Fue toda la solución que le dio a mi problema. No almorcé ese día, fui, entregué la guardia a mi relevo y busqué a la representante del sindicato. La esperé largo rato, estaba ocupada en su oficina hablando con su hija adolescente. Cuando terminaron de conversar sobre el chico nuevo que le gustaba a la niña, la señora me atendió.

—Bueno, para recibir tus quejas tienes que estar sindicalizado y pagar cada mes la cuota que corresponde.

Comencé a reírme, debía pagar según ella el equivalente a 10 dólares cada mes para ser miembro del sindicato, además, asistir a las reuniones que se efectuaban siempre después del horario de trabajo, cumplir cualquier tarea que ordenaran, como hacer trabajos voluntarios o formar parte de un grupo de trabajadores que pudieran acudir al hospital en cualquier momento de necesidad y cosas por el estilo. Yo me negué en el acto y a partir de entonces comenzaron las amenazas.

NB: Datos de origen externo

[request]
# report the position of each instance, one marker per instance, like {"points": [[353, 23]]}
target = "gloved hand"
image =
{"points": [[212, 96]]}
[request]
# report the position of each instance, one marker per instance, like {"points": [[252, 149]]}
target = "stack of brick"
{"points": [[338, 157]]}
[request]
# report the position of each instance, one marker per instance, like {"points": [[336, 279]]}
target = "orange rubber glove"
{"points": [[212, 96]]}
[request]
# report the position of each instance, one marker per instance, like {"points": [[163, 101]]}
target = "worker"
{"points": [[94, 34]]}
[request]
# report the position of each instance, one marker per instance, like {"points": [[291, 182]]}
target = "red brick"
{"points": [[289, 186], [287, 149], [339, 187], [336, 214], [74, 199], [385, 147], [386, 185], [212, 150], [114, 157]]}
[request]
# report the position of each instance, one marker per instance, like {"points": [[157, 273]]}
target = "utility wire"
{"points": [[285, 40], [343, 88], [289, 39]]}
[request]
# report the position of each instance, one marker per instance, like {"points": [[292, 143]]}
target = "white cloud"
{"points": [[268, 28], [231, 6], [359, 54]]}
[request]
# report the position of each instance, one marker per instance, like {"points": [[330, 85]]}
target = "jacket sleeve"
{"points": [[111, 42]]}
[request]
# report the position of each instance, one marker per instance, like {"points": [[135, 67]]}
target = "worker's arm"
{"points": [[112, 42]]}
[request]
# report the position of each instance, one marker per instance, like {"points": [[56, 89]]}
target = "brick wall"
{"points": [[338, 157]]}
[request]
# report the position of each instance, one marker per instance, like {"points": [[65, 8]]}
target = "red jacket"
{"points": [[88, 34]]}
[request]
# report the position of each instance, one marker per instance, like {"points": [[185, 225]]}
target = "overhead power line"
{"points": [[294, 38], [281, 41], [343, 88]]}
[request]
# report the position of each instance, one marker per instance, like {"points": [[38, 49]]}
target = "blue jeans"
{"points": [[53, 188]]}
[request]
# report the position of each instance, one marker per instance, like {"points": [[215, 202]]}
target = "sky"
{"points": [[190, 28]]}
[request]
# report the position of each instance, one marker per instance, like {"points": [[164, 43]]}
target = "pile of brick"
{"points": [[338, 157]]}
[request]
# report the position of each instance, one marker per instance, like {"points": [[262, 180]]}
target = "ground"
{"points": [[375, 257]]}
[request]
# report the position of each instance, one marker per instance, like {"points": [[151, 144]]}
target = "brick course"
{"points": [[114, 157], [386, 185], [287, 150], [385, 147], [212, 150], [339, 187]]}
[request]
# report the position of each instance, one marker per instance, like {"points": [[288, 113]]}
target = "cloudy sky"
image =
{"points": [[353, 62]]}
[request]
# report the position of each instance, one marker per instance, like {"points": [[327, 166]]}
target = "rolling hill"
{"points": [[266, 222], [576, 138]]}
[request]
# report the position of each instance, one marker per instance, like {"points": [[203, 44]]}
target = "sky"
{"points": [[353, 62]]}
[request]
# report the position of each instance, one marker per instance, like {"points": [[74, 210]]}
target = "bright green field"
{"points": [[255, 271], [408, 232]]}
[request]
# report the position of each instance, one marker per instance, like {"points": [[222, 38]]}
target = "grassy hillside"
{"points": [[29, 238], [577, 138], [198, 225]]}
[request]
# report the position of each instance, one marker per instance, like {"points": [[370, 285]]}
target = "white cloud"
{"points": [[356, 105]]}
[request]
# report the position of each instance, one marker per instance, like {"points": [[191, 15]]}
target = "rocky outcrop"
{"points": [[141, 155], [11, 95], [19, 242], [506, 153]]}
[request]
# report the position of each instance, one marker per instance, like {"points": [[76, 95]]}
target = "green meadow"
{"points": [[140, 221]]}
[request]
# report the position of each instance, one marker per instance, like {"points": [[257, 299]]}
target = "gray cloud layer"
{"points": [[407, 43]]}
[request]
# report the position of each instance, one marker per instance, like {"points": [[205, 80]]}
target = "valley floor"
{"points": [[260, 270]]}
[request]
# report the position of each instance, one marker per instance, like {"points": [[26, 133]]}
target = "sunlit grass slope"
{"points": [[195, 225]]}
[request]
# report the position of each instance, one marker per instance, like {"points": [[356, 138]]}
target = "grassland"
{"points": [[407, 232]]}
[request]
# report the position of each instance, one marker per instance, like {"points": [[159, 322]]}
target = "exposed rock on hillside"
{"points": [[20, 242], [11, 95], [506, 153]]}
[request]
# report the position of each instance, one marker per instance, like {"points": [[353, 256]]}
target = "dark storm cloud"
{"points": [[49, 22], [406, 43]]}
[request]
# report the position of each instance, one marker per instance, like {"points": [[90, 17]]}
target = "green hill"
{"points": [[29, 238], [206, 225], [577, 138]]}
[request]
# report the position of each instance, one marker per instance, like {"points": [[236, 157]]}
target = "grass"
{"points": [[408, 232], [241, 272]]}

—¿Tú eres de la Unión de Jóvenes Comunistas?

—No —le dije.

—¿Tú no perteneces a ninguna organización revolucionaria?

—Mire, doctora, yo vine porque se suponía que aquí me iban a ayudar a reclamar mis derechos. Trabajo horas extras que no me pagan, como una comida distinta a ustedes los médicos, que es bastante mala y como si fuera poco, mi salario no me alcanza para vivir el mes completo.

—Mire, Yúnior, aquí todos estamos en las mismas condiciones. No está establecido que se paguen horas extras, en cuanto a la comida por si no lo sabía, ustedes los enfermeros ni siquiera tienen derecho a ese almuerzo, lo que aquí en el hospital internamente hemos decidido dárselos y el salario, el salario del país no puede aumentar mientras la economía no mejore.

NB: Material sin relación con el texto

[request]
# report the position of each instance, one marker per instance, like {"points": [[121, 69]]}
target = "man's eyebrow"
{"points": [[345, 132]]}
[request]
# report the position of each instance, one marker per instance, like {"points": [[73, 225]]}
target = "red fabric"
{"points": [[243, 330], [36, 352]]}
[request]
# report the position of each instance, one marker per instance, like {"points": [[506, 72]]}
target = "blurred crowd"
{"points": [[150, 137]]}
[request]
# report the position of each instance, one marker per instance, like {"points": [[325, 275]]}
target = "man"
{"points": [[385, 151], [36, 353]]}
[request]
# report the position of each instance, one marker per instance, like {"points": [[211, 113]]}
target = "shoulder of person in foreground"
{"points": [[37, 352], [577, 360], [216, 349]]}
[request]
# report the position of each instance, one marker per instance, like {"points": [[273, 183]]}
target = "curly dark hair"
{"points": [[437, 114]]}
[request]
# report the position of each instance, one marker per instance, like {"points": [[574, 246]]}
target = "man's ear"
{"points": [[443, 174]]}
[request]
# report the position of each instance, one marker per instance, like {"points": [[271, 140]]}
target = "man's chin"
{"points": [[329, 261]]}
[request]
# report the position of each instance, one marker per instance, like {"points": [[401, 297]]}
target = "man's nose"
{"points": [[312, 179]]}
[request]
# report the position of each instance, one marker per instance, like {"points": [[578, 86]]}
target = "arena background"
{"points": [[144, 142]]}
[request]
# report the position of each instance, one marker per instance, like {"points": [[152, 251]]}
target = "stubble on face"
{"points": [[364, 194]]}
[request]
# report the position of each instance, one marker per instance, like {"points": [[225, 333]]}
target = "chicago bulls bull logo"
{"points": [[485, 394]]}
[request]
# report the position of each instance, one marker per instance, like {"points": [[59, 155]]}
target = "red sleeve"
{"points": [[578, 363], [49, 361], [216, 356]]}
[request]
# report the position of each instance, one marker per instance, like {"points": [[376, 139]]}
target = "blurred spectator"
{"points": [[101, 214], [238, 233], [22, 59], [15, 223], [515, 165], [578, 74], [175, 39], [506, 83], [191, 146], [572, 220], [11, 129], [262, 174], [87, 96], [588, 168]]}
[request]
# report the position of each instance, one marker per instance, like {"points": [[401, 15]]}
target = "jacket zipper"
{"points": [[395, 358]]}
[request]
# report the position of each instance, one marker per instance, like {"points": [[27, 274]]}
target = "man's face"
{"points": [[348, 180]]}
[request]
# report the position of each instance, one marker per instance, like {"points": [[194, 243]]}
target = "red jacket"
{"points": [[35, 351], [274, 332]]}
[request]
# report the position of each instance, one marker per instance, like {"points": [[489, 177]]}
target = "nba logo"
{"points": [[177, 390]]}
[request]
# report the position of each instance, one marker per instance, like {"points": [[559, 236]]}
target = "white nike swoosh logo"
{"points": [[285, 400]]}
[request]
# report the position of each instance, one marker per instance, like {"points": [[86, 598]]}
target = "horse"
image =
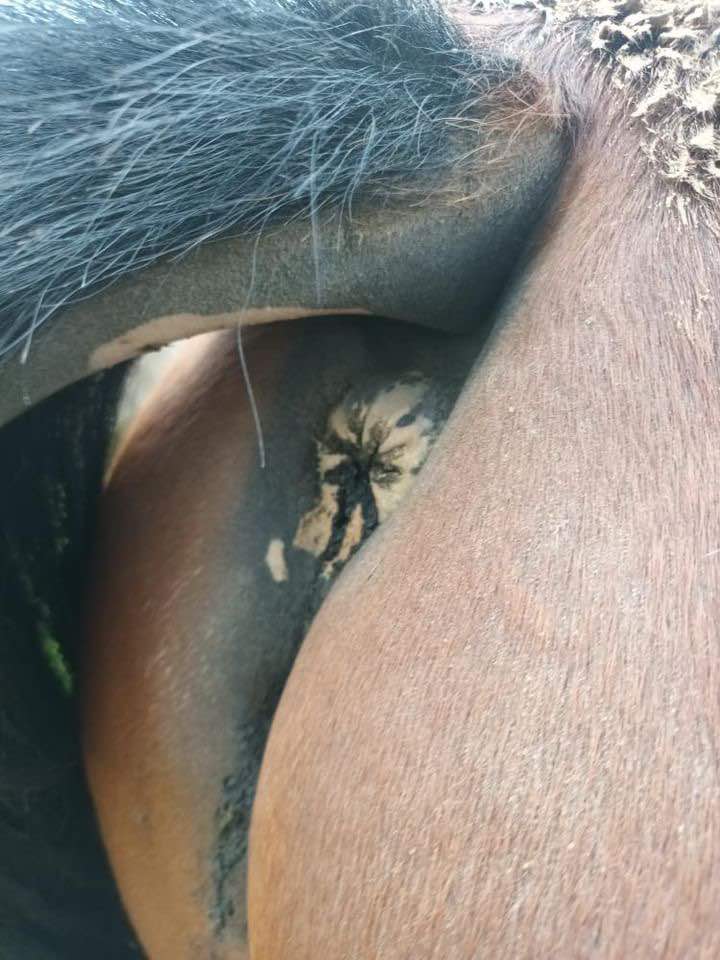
{"points": [[497, 735]]}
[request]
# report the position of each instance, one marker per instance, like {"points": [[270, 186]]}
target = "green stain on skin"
{"points": [[56, 661]]}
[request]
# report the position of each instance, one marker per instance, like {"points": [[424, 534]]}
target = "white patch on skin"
{"points": [[390, 453], [275, 560]]}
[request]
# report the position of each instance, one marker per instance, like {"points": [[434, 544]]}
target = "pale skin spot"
{"points": [[352, 539], [406, 449], [165, 329], [395, 453], [315, 527], [275, 560]]}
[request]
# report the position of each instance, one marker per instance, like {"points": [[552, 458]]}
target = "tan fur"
{"points": [[664, 56], [516, 755]]}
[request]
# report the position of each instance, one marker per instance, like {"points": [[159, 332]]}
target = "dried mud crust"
{"points": [[666, 56]]}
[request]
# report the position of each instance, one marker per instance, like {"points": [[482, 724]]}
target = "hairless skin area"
{"points": [[424, 667], [200, 603]]}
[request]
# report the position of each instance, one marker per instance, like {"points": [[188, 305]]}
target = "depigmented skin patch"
{"points": [[372, 448], [275, 560]]}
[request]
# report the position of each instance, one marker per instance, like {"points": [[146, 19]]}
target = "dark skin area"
{"points": [[194, 623]]}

—Bueno, doctora, como ustedes tienen la respuesta para todos mis problemas y básicamente no me pueden ayudar, ¿para qué voy a estar en el sindicato?

—Yo te recomiendo que te integres, Yúnior, porque un día nos puedes necesitar, además, si quieres ganar una misión para trabajar en el extranjero nunca te la darán sin el aval del sindicato.

Tuve ganas de reírme en su cara, pero preferí marcharme. Comprendí dos cosas, había perdido mi tiempo y el panorama no cambiaría. Llegué a mi casa a las tres de la tarde, exhausto, con hambre, lleno de rabia y peor aún, impotente. A seis meses de graduarme, orgulloso de mi profesión, me dolía tener en mente la misma vía de escape de todos los cubanos: irme.

Eso hacíamos desde años inmemorables, abandonar el barco, como se dice vulgarmente. Era lo más simple, resolver nuestros problemas lejos del problema y no enfrentarnos más a un sistema infértil que no aceptaba su decadencia. Pero para mi era complicado irme muy lejos, no podía marcharme del país, así que luego de varios días pensándolo, me presenté a mi siguiente turno de guardia con una nota escrita cuyo encabezado decía: Renuncia.